This article appears in the December 2013 issue of Louisville Magazine. To subscribe, visit Loumag.com
Hunting down delicious and affordable Mediterranean and Middle Eastern cuisine in this city isn’t hard. One could argue that behind pizza, hummus runs a close second for its consistent presence in Louisville neighborhoods. But when it comes to small, hidden places that attract mighty allegiances, Alwatan on Klondike Lane wins. Try its velvety hummus once and you may never want it again from another restaurant. Same goes for its soft, spiced falafel.
It’s easy to miss Alwatan. Located in a thicket of compact strip malls off Hikes Lane, the small, sparse dining room with roughly 10 tables opened in 2006. Owner Suleiman Talib had been running a bakery and grocery next door for two years prior. Talib came to Louisville from Palestine in 1996 and first opened a Bardstown Road smoke shop that no longer exists. His son, Adel Talib, followed in 2001.

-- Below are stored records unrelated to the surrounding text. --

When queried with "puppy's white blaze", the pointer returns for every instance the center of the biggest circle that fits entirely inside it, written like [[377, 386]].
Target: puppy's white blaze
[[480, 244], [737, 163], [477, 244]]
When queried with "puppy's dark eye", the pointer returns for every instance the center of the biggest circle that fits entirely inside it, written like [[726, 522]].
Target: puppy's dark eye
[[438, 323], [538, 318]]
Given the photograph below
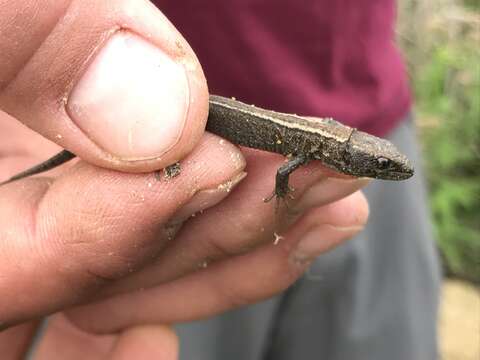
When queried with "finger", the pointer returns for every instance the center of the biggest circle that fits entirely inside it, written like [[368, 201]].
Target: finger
[[63, 340], [146, 342], [236, 281], [112, 81], [92, 226], [14, 342], [240, 223]]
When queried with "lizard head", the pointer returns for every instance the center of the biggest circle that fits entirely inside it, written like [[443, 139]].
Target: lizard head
[[378, 158], [366, 155]]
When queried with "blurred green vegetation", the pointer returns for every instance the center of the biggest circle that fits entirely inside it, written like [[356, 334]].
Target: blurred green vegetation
[[444, 62]]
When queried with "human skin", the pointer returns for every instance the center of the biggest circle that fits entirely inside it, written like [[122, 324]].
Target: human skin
[[104, 244]]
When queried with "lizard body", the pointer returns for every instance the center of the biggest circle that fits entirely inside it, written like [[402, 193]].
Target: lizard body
[[340, 147]]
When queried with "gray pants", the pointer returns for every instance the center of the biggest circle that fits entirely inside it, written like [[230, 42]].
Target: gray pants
[[374, 297]]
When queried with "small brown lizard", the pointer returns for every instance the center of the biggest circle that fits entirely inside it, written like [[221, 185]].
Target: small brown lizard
[[339, 147]]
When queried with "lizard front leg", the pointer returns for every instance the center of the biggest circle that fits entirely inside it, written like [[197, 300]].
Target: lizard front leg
[[283, 173]]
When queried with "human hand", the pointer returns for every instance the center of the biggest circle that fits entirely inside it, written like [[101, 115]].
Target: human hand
[[123, 244]]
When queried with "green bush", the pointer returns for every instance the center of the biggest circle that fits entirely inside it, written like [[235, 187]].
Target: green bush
[[448, 99]]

On a busy Saturday afternoon, Adel and his wife man the register in the bakery as a customer buys nearly $100 worth of freshly bagged halal meats. A woman then plops down eight bags of warm pita, which Alwatan is known for. The Talibs bake 4,000 pieces a day and supply the bread to several restaurants in town, including Ramsi’s Cafe and Yafa Cafe. Behind the register, Muslim prayer beads hang for sale on a wall busy with phone cards and trinkets. A glass case offers homemade treats like baklava and Turkish delights. One dessert pops out. It looks exactly like a bird’s nest. And that is its name. Sweet, sticky cradles of shredded wheat hold bounties of hazelnuts, almonds and cashews. Sure, Louisville doesn’t lack for Mediterranean and Middle Eastern cuisine, but few can deliver on authenticity like Alwatan.